Pameran Tunggal Joko Kisworo “Begja: Bahagia Melalui Katarsis” digelar di Gedung B Galeri Nasional Indonesia, Jakarta, pada 22 Juli-19 Agustus 2022. Pameran dikuratori oleh Chryshnanda Dwilaksana dan Aisul Yanto.
Tema “Begja: Bahagia Melalui Katarsis”, menurut Aisul Yanto, merupakan sebuah penggalian ketertarikan Joko Kisworo terhadap sebuah ajaran atau aliran filsafat yang dibawa oleh seorang filsuf Jawa, Ki Ageng Suryomentaram. Ia seorang bangsawan yang keluar dari tembok istana dan menjalani hidup seperti rakyat pada umumnya dengan bekerja sebagai pedagang ikat pinggang, penggali sumur, dan petani di daerah Bringin, Salatiga.
Ki Ageng Suryomentaram menggali kebahagiaan hidup yang hakiki. Kebahagiaan hidup inilah yang juga disuguhkan Joko Kisworo melalui karya-karyanya dalam pameran kali ini.
Pameran ini menampilkan belasan ribu seri kumpulan karya pada kertas berukuran 8 x 11 cm; seri karya berukuran besar 6 x 3 m dengan media akrilik pada kanvas; serta seri 70 karya yang dikerjakan menggunakan material akrilik dan tinta cina pada kertas berukuran 13,5 x 36,5 cm yang menjadi bagian dari 2.400-an karya yang bisa diselamatkan dari musibah banjir Jakarta tahun 2015.
Karya-karya dalam pameran ini merupakan buah perenungan, pemikiran, pengalaman, dan perasaan Joko Kisworo. Pameran ini adalah bagian dari proses bagaimana Joko Kisworo menjalani kehidupan.
Menurut Chryshnanda Dwilaksana, Joko Kisworo dalam berkarya seakan "byuk, srat sret, bat bet katarsis jiwa". Karya cerianya dilakukan dengan sepenuh hati dan melepaskan beban bagai menyiram air "byuk" dengan goresan kuat dan mencampur warna ala "srat sret” dan “bat bet".

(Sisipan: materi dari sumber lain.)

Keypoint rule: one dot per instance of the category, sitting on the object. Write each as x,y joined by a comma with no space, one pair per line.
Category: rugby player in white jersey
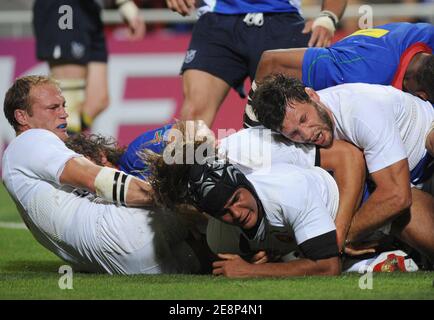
275,211
76,209
391,127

“Ekspresi karya menjadi cuilan atau refleksi jiwa, dan dalam karya terkandung makna jiwa. Mengingatkan kita pada pelukis Jackson Pollock, Anselm Kiefer, Francis Bacon, Nashar, dan sebagainya, pelukis pelukis jiwa merdeka,” kata Chryshnanda.

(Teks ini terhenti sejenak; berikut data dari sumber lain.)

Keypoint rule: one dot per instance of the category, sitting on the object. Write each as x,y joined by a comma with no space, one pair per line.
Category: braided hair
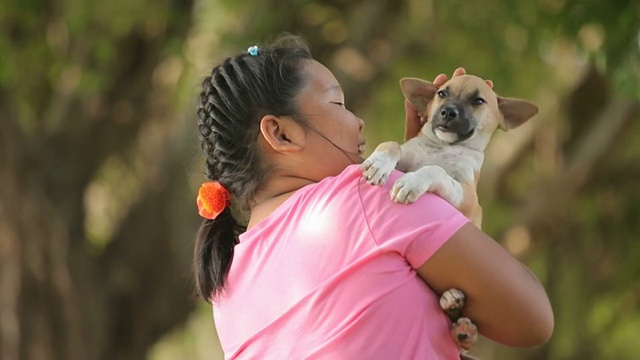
237,94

“Pameran ini menjadi presentasi Galeri Nasional Indonesia dalam memberikan kesempatan kepada para perupa yang memiliki potensi dengan ragam gaya dan tema yang diusung. Tema ‘Begja: Bahagia Melalui Katarsis’ menjadi suatu hal yang layak dipresentasikan kepada publik di Galeri Nasional Indonesia,” kata Kepala Galeri Nasional Indonesia, Pustanto.